If you accept that there is anything "real" about the $10 a GB that Verizon
and AT&T charge for LTE data, zero rating doesn't make sense at all. That is,
there are very few services that make anywhere near $10 a GB. For instance, it
costs maybe $10 of mobile data to watch one movie on Netflix and that is what
a monthly subscription costs.

In particular, if you add up all the money spent on advertising it is a
fraction of what the customer pays for mobile data (less than 5%) and if the
carriers just rebated 5% of the data charges to the web sites they'd be doing
much better than they do now.

------
a3n
For all the usual and related reasons that you list.

Also safety.

Also privacy through reduced tracking.

Also just plain curmudgeonly contrariness. Harumph!

But after doing so, I've seen an unanticipated benefit. It's a much quieter
internet. I really dislike being bombarded with messages to "Buy! Anything!
Just buy it!"

And you know, the internet and web were here long before advertising took
hold. I acknowledge sites' right to publish whatever the hell they want,
including advertising. But I don't have to listen or watch.

I could just ignore the ads, as I used to do with magazines, and I'd be fine
with that, even fine with the subliminal awareness that ads inevitably bring.

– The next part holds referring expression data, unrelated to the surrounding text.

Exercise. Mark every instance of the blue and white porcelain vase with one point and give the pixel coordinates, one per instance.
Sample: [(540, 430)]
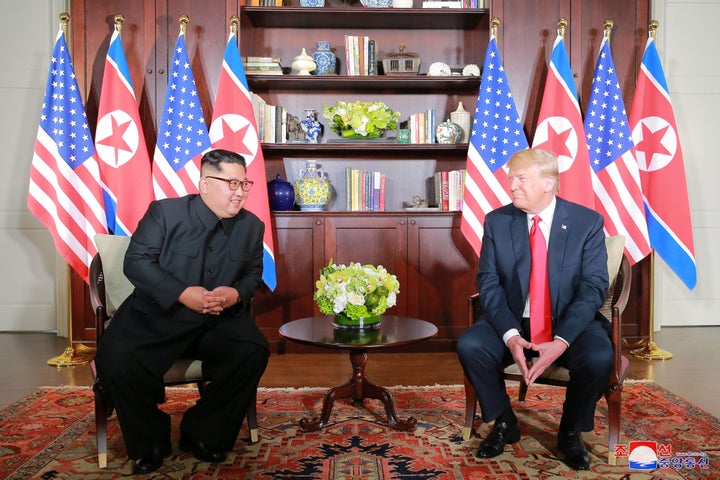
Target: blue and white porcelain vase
[(324, 59), (312, 188)]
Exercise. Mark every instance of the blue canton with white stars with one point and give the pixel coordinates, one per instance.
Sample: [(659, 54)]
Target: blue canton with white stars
[(63, 114), (497, 130), (606, 123), (182, 133)]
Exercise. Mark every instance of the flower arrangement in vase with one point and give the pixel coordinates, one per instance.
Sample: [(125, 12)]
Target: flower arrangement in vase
[(360, 119), (356, 294)]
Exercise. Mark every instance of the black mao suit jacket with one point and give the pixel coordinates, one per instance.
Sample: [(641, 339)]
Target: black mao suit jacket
[(577, 268), (167, 254)]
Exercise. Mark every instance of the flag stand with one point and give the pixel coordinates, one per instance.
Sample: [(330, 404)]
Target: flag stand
[(71, 357), (651, 351)]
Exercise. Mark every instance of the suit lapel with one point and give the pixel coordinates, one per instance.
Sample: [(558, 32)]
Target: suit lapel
[(556, 249)]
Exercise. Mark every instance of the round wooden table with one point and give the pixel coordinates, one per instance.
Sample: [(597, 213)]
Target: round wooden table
[(393, 332)]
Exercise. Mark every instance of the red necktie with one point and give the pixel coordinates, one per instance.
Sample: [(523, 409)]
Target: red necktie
[(540, 312)]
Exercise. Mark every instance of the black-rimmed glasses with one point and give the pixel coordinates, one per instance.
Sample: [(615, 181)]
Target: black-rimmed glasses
[(234, 183)]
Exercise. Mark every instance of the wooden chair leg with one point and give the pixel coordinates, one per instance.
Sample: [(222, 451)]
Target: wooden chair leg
[(101, 415), (614, 401), (252, 420), (470, 406)]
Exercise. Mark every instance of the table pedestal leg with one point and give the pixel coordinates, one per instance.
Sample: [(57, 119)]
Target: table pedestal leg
[(358, 388)]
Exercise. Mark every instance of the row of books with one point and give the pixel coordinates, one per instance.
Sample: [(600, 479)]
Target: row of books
[(365, 190), (261, 3), (360, 51), (449, 188), (422, 126), (263, 65)]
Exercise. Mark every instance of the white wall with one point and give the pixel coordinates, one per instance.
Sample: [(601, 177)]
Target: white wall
[(688, 45), (33, 284)]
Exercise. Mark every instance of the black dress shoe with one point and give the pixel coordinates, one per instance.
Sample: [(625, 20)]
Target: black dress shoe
[(201, 450), (152, 461), (503, 432), (572, 447)]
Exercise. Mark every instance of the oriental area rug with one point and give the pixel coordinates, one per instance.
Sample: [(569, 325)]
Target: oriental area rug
[(51, 435)]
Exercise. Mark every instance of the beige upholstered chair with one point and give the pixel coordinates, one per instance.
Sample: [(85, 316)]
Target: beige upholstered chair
[(620, 276), (108, 289)]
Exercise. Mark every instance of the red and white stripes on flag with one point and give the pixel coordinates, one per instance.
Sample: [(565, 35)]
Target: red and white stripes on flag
[(496, 134), (65, 193), (233, 128), (560, 129), (182, 135), (616, 178)]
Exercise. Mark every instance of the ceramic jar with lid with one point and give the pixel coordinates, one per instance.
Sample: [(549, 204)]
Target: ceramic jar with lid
[(312, 188)]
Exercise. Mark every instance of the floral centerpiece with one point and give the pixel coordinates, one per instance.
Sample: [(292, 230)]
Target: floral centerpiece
[(360, 119), (356, 294)]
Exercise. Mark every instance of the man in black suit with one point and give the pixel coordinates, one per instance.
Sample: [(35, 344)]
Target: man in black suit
[(195, 262), (578, 282)]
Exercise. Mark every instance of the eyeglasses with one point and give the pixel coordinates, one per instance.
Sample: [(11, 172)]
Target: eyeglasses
[(234, 183)]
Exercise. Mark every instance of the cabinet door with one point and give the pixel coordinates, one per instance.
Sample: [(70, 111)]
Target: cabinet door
[(441, 274), (299, 256), (375, 239)]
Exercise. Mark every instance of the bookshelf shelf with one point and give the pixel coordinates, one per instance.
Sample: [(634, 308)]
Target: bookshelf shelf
[(389, 84), (375, 18)]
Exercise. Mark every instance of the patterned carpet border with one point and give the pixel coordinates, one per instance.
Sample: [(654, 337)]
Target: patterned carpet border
[(51, 435)]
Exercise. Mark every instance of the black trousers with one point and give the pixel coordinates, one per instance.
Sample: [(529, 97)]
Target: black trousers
[(589, 360), (233, 368)]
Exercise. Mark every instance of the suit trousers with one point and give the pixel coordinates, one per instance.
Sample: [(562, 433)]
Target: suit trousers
[(232, 367), (589, 359)]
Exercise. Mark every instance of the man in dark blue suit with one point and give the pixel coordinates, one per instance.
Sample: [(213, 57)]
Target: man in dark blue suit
[(195, 262), (578, 281)]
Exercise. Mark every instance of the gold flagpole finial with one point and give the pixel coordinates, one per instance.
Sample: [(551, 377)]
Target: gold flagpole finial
[(652, 28), (494, 24), (119, 19), (64, 22), (184, 20), (562, 26), (607, 27)]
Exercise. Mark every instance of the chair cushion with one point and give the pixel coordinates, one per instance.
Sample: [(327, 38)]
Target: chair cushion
[(112, 250), (184, 370)]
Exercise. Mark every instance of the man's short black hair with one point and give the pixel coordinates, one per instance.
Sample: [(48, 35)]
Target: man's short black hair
[(214, 158)]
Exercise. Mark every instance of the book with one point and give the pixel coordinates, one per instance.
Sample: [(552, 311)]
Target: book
[(372, 60)]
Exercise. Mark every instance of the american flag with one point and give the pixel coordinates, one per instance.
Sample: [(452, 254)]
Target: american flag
[(560, 129), (662, 170), (616, 179), (233, 128), (120, 143), (65, 193), (495, 136), (182, 134)]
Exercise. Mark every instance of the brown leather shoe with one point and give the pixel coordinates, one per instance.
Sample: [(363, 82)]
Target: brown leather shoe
[(503, 432), (572, 447)]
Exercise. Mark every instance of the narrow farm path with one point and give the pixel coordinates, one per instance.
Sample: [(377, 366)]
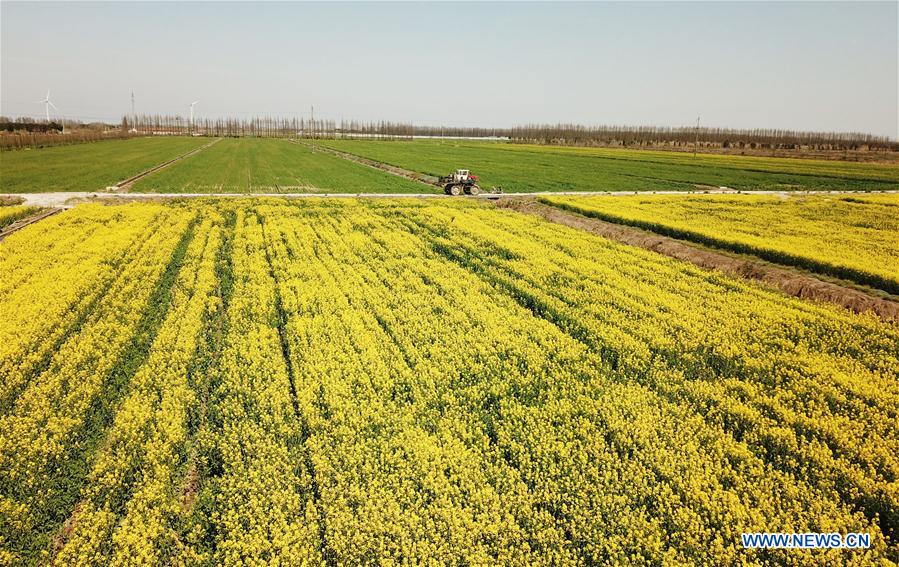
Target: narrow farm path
[(125, 184), (790, 281)]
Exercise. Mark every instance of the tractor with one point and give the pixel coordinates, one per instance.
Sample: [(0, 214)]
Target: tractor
[(462, 180)]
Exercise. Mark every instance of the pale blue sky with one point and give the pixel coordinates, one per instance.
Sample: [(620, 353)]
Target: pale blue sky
[(806, 66)]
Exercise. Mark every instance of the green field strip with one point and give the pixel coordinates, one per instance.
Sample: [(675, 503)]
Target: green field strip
[(519, 168), (264, 165), (87, 167)]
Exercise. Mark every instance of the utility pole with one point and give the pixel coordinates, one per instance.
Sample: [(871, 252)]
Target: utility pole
[(696, 140)]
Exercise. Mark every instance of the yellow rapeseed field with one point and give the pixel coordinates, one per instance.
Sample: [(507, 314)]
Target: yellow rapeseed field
[(855, 237), (350, 382), (11, 214)]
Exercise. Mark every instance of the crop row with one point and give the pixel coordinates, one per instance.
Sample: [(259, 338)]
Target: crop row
[(847, 237)]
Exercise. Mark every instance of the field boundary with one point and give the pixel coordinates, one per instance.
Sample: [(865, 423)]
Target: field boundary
[(68, 199), (126, 184), (22, 223), (805, 286)]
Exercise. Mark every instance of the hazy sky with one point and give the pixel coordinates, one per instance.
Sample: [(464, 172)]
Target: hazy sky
[(805, 66)]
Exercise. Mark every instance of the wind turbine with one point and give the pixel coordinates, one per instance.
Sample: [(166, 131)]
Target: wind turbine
[(192, 113), (47, 104)]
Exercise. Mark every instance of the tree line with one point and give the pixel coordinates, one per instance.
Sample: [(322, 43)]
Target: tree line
[(563, 134), (704, 138)]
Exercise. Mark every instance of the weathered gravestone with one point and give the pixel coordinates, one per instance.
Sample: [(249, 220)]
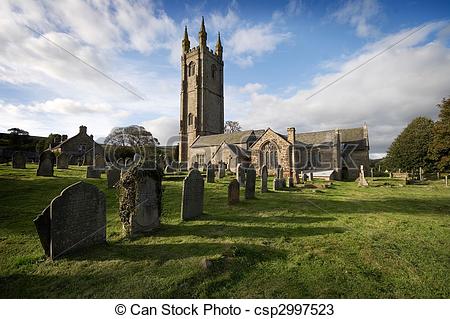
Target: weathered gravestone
[(240, 175), (19, 160), (210, 174), (62, 161), (92, 172), (192, 201), (264, 177), (140, 198), (250, 183), (233, 192), (113, 176), (46, 161), (75, 219)]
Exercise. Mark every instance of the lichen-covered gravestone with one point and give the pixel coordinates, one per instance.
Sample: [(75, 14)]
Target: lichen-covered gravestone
[(46, 161), (140, 201), (75, 219), (19, 160), (113, 176), (210, 174), (233, 192), (192, 198), (240, 175), (62, 161), (264, 176), (250, 183)]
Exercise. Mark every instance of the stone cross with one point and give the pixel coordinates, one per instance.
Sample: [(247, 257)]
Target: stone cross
[(19, 160), (210, 173), (233, 192), (264, 177), (74, 220), (46, 161), (192, 197), (250, 183)]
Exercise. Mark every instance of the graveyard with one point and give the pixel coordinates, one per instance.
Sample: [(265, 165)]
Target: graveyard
[(387, 240)]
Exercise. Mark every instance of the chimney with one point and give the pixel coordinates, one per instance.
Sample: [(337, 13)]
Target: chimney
[(291, 135), (83, 129)]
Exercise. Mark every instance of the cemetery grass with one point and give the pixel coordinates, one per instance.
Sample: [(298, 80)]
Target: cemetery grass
[(384, 241)]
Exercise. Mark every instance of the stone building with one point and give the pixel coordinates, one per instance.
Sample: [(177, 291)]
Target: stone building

But I absolutely reject the intrusiveness of what makes ads really valuable,
tracking. And I will not take the risk of ad-delivered malware. And if it
costs a site money or existence when I view their site but not their ads,
well, good. They're fucking things up, being complicit with the dangerous
nature of current ad practices.

If ads were static, served by the site and not an ad network, I'd be less
resistant. And if there were something like an Underwriters certificate that a
site wasn't passing on viewer data to static ad sellers, then this argument
would be over for me.

Reform or die. The internet will still be here.

Good luck with your monetization.

------
PaulHoule
Saving Bandwidth. Seriously.

In my neck of the woods I have a 2Mb/sec DSL line, and ad blocking makes a
visible difference in how fast pages load, what my blood pressure is, etc.

------
smp1234
Once in a whole when I have to browse the Internet an a friend's or a public
computer, I realize that websites look so much cleaner with adblock turned on!

Also, I pretty much never click an ad, so no point displaying it.